If you've ever bought or sold a home, chances are good that you've come face-to-face with "discount points", a fee charged to either the buyer, the seller, or both, by mortgage lenders. What are "points" and how do they affect a real estate transaction?
"Discount points", originally created in the 1940's, served a narrow and specific purpose. When the Federal Housing Administration first began offering "FHA" loans, a lower interest rate was offered than that available on "conventional" loans. To compensate for these lower rates, a system was created in which one discount point was equal to 1/8% interest on a mortgage, or one percent of the loan amount.
If interest on an FHA loan was 5 3/4%, when 6% could be charged on a conventional loan, the lender would be short two-eighths of one percent interest on that loan. To compensate for the difference, an up-front fee of two discount points (2/8 of 1%) was charged to make up the difference.

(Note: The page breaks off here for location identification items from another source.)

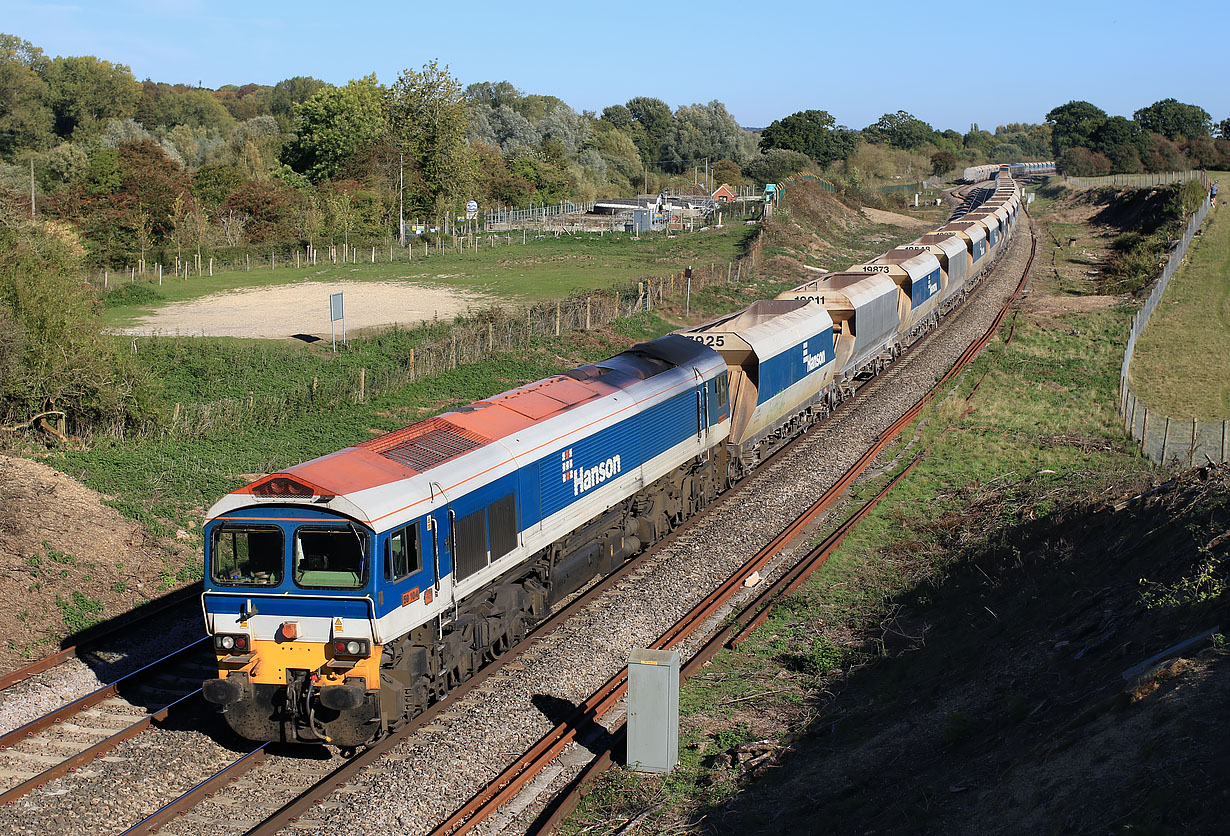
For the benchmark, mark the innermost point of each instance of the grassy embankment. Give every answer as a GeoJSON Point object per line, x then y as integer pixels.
{"type": "Point", "coordinates": [892, 737]}
{"type": "Point", "coordinates": [1182, 363]}
{"type": "Point", "coordinates": [167, 482]}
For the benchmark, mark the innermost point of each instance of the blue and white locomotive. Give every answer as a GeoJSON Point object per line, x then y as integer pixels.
{"type": "Point", "coordinates": [348, 593]}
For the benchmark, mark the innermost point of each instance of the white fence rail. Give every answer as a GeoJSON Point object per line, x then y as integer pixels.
{"type": "Point", "coordinates": [1164, 439]}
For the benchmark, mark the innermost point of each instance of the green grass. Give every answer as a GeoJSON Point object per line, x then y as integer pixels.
{"type": "Point", "coordinates": [1043, 422]}
{"type": "Point", "coordinates": [545, 268]}
{"type": "Point", "coordinates": [1181, 363]}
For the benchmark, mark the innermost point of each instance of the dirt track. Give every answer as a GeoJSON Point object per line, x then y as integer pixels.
{"type": "Point", "coordinates": [301, 307]}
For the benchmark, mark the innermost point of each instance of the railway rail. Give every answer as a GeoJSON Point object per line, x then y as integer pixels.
{"type": "Point", "coordinates": [584, 716]}
{"type": "Point", "coordinates": [750, 616]}
{"type": "Point", "coordinates": [91, 725]}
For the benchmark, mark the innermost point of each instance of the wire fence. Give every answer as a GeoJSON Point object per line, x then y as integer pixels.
{"type": "Point", "coordinates": [509, 215]}
{"type": "Point", "coordinates": [1139, 181]}
{"type": "Point", "coordinates": [1164, 439]}
{"type": "Point", "coordinates": [190, 266]}
{"type": "Point", "coordinates": [474, 339]}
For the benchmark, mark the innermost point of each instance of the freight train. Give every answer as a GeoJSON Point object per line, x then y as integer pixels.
{"type": "Point", "coordinates": [348, 593]}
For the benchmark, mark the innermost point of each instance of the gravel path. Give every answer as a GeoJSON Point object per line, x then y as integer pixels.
{"type": "Point", "coordinates": [440, 767]}
{"type": "Point", "coordinates": [422, 781]}
{"type": "Point", "coordinates": [301, 307]}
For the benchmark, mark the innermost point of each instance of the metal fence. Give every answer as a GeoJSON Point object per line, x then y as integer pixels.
{"type": "Point", "coordinates": [1164, 439]}
{"type": "Point", "coordinates": [533, 213]}
{"type": "Point", "coordinates": [1139, 181]}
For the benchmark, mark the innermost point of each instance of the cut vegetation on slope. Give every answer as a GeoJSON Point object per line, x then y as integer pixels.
{"type": "Point", "coordinates": [957, 665]}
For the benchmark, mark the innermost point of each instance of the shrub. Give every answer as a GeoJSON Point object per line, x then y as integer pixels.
{"type": "Point", "coordinates": [51, 347]}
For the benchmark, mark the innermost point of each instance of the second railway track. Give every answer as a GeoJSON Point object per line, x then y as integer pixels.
{"type": "Point", "coordinates": [437, 768]}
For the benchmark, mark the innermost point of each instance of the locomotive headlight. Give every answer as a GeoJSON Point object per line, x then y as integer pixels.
{"type": "Point", "coordinates": [352, 647]}
{"type": "Point", "coordinates": [239, 643]}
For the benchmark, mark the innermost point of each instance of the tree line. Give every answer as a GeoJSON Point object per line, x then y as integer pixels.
{"type": "Point", "coordinates": [1166, 135]}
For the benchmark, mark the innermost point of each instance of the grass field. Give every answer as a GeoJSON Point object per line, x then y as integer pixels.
{"type": "Point", "coordinates": [167, 481]}
{"type": "Point", "coordinates": [545, 268]}
{"type": "Point", "coordinates": [1043, 424]}
{"type": "Point", "coordinates": [1182, 359]}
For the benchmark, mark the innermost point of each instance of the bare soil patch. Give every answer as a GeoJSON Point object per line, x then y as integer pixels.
{"type": "Point", "coordinates": [1049, 305]}
{"type": "Point", "coordinates": [893, 218]}
{"type": "Point", "coordinates": [283, 311]}
{"type": "Point", "coordinates": [65, 559]}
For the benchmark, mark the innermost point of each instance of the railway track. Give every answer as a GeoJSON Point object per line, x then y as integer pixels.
{"type": "Point", "coordinates": [95, 724]}
{"type": "Point", "coordinates": [287, 787]}
{"type": "Point", "coordinates": [311, 809]}
{"type": "Point", "coordinates": [737, 630]}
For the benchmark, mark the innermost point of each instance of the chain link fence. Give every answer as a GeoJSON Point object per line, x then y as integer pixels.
{"type": "Point", "coordinates": [1164, 439]}
{"type": "Point", "coordinates": [1139, 181]}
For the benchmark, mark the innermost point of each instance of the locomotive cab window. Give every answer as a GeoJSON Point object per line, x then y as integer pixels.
{"type": "Point", "coordinates": [330, 557]}
{"type": "Point", "coordinates": [721, 386]}
{"type": "Point", "coordinates": [244, 555]}
{"type": "Point", "coordinates": [404, 553]}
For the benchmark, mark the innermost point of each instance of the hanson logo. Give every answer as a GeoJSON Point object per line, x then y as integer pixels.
{"type": "Point", "coordinates": [813, 362]}
{"type": "Point", "coordinates": [583, 478]}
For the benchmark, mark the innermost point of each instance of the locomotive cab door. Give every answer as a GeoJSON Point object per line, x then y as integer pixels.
{"type": "Point", "coordinates": [701, 410]}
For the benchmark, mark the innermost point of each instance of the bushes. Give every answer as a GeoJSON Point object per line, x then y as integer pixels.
{"type": "Point", "coordinates": [51, 350]}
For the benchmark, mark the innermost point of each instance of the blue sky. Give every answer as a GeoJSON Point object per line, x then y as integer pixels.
{"type": "Point", "coordinates": [763, 60]}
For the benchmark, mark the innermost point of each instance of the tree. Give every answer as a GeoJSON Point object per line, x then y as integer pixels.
{"type": "Point", "coordinates": [900, 130]}
{"type": "Point", "coordinates": [213, 185]}
{"type": "Point", "coordinates": [811, 133]}
{"type": "Point", "coordinates": [428, 116]}
{"type": "Point", "coordinates": [776, 165]}
{"type": "Point", "coordinates": [335, 127]}
{"type": "Point", "coordinates": [618, 116]}
{"type": "Point", "coordinates": [150, 182]}
{"type": "Point", "coordinates": [492, 94]}
{"type": "Point", "coordinates": [710, 132]}
{"type": "Point", "coordinates": [1175, 121]}
{"type": "Point", "coordinates": [1114, 132]}
{"type": "Point", "coordinates": [1073, 124]}
{"type": "Point", "coordinates": [266, 209]}
{"type": "Point", "coordinates": [653, 116]}
{"type": "Point", "coordinates": [85, 91]}
{"type": "Point", "coordinates": [1083, 162]}
{"type": "Point", "coordinates": [51, 350]}
{"type": "Point", "coordinates": [288, 94]}
{"type": "Point", "coordinates": [942, 162]}
{"type": "Point", "coordinates": [192, 107]}
{"type": "Point", "coordinates": [25, 121]}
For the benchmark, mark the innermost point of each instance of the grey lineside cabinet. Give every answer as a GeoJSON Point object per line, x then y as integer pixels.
{"type": "Point", "coordinates": [653, 709]}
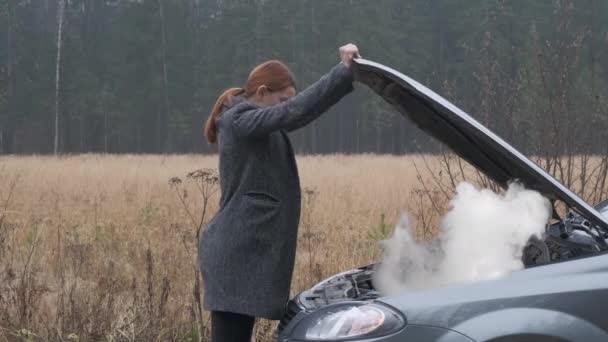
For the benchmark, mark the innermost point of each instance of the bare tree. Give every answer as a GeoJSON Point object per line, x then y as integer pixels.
{"type": "Point", "coordinates": [164, 140]}
{"type": "Point", "coordinates": [60, 16]}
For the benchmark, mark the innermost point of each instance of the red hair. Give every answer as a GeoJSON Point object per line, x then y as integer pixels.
{"type": "Point", "coordinates": [273, 74]}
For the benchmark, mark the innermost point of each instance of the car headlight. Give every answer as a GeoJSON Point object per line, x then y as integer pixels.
{"type": "Point", "coordinates": [348, 321]}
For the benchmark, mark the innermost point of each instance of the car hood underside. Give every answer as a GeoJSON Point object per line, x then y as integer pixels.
{"type": "Point", "coordinates": [465, 136]}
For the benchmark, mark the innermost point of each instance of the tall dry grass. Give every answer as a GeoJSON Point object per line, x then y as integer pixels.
{"type": "Point", "coordinates": [96, 247]}
{"type": "Point", "coordinates": [102, 248]}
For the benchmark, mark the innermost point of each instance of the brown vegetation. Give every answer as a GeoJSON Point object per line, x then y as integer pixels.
{"type": "Point", "coordinates": [99, 247]}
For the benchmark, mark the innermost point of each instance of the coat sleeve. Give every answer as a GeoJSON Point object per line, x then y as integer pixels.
{"type": "Point", "coordinates": [299, 110]}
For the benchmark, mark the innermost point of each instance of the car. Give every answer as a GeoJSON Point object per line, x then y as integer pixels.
{"type": "Point", "coordinates": [560, 295]}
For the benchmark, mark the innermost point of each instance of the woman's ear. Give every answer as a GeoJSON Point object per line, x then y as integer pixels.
{"type": "Point", "coordinates": [261, 92]}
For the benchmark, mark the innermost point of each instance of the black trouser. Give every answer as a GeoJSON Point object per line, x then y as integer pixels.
{"type": "Point", "coordinates": [231, 327]}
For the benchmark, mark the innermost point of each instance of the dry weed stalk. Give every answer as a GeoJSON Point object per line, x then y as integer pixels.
{"type": "Point", "coordinates": [207, 184]}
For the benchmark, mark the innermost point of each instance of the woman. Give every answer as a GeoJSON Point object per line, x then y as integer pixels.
{"type": "Point", "coordinates": [248, 249]}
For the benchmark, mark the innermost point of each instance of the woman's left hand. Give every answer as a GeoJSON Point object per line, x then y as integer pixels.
{"type": "Point", "coordinates": [347, 53]}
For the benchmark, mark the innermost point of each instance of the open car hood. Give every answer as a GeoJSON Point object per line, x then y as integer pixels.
{"type": "Point", "coordinates": [467, 137]}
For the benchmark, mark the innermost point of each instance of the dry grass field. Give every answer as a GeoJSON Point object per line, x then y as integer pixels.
{"type": "Point", "coordinates": [101, 248]}
{"type": "Point", "coordinates": [97, 247]}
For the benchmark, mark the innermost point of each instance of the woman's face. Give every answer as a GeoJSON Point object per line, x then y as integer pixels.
{"type": "Point", "coordinates": [264, 97]}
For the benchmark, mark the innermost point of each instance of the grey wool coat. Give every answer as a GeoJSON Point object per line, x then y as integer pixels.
{"type": "Point", "coordinates": [247, 250]}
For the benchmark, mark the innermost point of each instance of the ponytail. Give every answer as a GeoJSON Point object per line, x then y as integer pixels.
{"type": "Point", "coordinates": [210, 127]}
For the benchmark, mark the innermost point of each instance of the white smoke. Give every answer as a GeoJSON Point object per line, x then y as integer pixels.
{"type": "Point", "coordinates": [482, 237]}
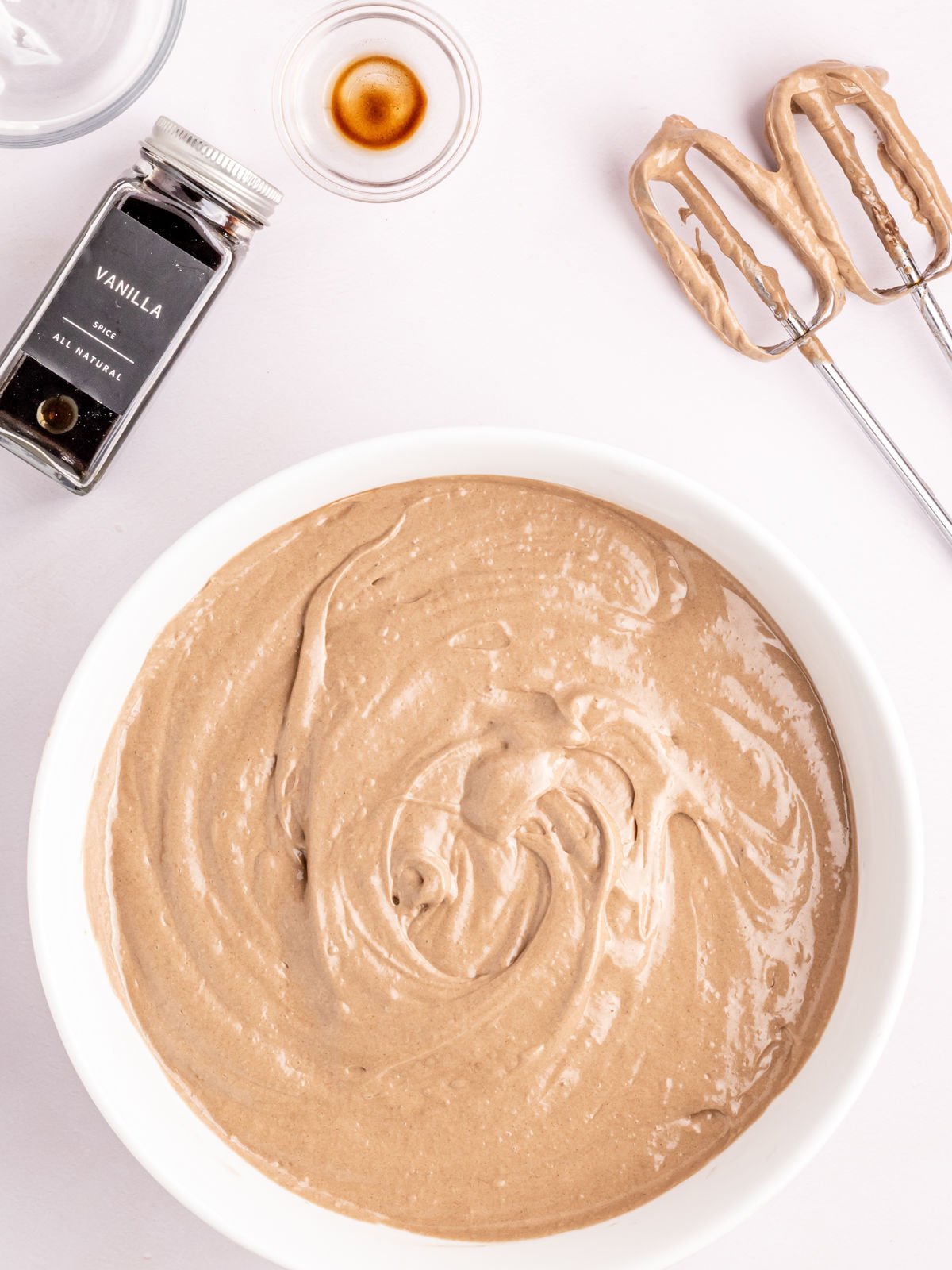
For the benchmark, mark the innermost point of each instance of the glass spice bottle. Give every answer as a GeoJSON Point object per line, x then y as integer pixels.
{"type": "Point", "coordinates": [154, 254]}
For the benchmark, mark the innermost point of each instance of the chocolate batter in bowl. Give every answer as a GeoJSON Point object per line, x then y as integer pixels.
{"type": "Point", "coordinates": [475, 855]}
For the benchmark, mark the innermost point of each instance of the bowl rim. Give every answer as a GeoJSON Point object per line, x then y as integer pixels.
{"type": "Point", "coordinates": [116, 106]}
{"type": "Point", "coordinates": [507, 444]}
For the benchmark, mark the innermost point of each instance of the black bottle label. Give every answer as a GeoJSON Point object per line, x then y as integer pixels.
{"type": "Point", "coordinates": [112, 318]}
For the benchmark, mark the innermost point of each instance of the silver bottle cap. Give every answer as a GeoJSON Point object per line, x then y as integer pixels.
{"type": "Point", "coordinates": [236, 186]}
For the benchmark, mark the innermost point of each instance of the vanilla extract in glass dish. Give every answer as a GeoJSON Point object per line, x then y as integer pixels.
{"type": "Point", "coordinates": [378, 102]}
{"type": "Point", "coordinates": [154, 254]}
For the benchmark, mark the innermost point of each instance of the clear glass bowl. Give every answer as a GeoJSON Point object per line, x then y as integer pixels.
{"type": "Point", "coordinates": [69, 67]}
{"type": "Point", "coordinates": [409, 33]}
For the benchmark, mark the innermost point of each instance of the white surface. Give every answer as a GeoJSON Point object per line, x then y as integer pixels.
{"type": "Point", "coordinates": [121, 1072]}
{"type": "Point", "coordinates": [520, 291]}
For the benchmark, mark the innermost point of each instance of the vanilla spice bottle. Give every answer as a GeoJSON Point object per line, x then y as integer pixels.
{"type": "Point", "coordinates": [154, 254]}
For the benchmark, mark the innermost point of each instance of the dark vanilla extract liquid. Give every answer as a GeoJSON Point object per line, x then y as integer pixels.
{"type": "Point", "coordinates": [378, 102]}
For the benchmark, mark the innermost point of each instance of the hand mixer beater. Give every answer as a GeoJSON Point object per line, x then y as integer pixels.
{"type": "Point", "coordinates": [791, 201]}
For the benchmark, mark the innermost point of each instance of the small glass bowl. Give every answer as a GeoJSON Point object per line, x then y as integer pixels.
{"type": "Point", "coordinates": [67, 67]}
{"type": "Point", "coordinates": [409, 33]}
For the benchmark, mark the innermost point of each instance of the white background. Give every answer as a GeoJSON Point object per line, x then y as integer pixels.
{"type": "Point", "coordinates": [520, 292]}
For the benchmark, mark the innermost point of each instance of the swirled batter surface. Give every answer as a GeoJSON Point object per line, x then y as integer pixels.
{"type": "Point", "coordinates": [475, 856]}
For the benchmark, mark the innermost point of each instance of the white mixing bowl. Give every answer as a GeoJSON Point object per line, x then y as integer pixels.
{"type": "Point", "coordinates": [187, 1157]}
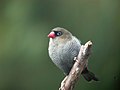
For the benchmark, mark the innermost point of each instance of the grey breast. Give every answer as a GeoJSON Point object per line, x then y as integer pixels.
{"type": "Point", "coordinates": [64, 56]}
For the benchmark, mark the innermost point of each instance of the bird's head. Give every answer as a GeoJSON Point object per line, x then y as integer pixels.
{"type": "Point", "coordinates": [60, 34]}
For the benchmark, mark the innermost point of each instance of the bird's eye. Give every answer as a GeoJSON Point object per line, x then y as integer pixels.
{"type": "Point", "coordinates": [58, 33]}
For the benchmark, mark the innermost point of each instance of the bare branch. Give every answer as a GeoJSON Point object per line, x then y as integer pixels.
{"type": "Point", "coordinates": [81, 60]}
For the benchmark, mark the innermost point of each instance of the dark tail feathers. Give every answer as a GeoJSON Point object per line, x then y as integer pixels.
{"type": "Point", "coordinates": [89, 75]}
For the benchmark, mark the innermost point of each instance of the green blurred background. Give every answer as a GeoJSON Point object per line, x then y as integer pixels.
{"type": "Point", "coordinates": [24, 25]}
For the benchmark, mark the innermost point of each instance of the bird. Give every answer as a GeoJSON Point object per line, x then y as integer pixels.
{"type": "Point", "coordinates": [63, 48]}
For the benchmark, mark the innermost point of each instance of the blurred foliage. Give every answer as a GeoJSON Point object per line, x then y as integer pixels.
{"type": "Point", "coordinates": [24, 25]}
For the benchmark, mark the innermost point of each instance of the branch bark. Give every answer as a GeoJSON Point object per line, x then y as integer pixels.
{"type": "Point", "coordinates": [81, 60]}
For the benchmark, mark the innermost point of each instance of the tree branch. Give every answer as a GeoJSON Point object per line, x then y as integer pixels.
{"type": "Point", "coordinates": [81, 60]}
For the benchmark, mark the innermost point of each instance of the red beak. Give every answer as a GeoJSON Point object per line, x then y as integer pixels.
{"type": "Point", "coordinates": [51, 35]}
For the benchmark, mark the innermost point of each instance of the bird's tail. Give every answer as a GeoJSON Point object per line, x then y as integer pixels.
{"type": "Point", "coordinates": [89, 75]}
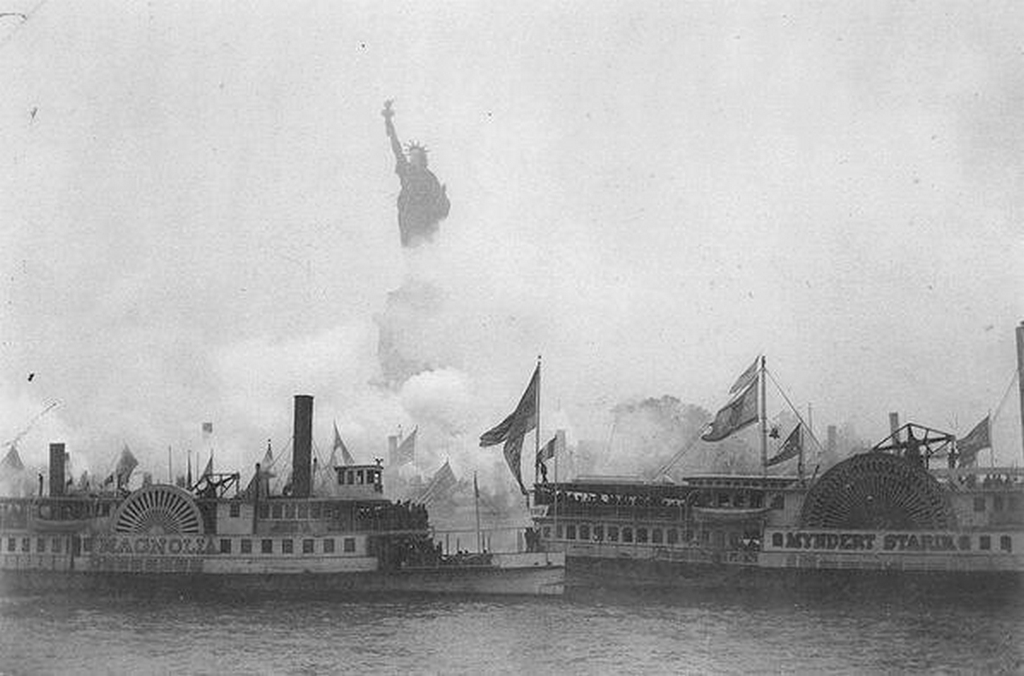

Discount points today are charged on many different mortgage loans, including FHA, VA and Conventional. Points are charged to increase the lenders "yield" on a mortgage. Each point still equals 1% of the mortgage amount. Because a point increases the lenders' yield in small increments, 1/8% at a time, it is used to compensate for daily fluctuations in the money market, without the need for daily interest rate changes. Without points, lenders would be forced to change interest rates constantly to find an acceptable market level.
Who pays the discount points? Payment is often negotiable between buyers and sellers, but must be paid by the sellers on some loans. Point quotations can be "locked-in" for a period of time when obtaining a loan. Ask your agent to explain points in more detail.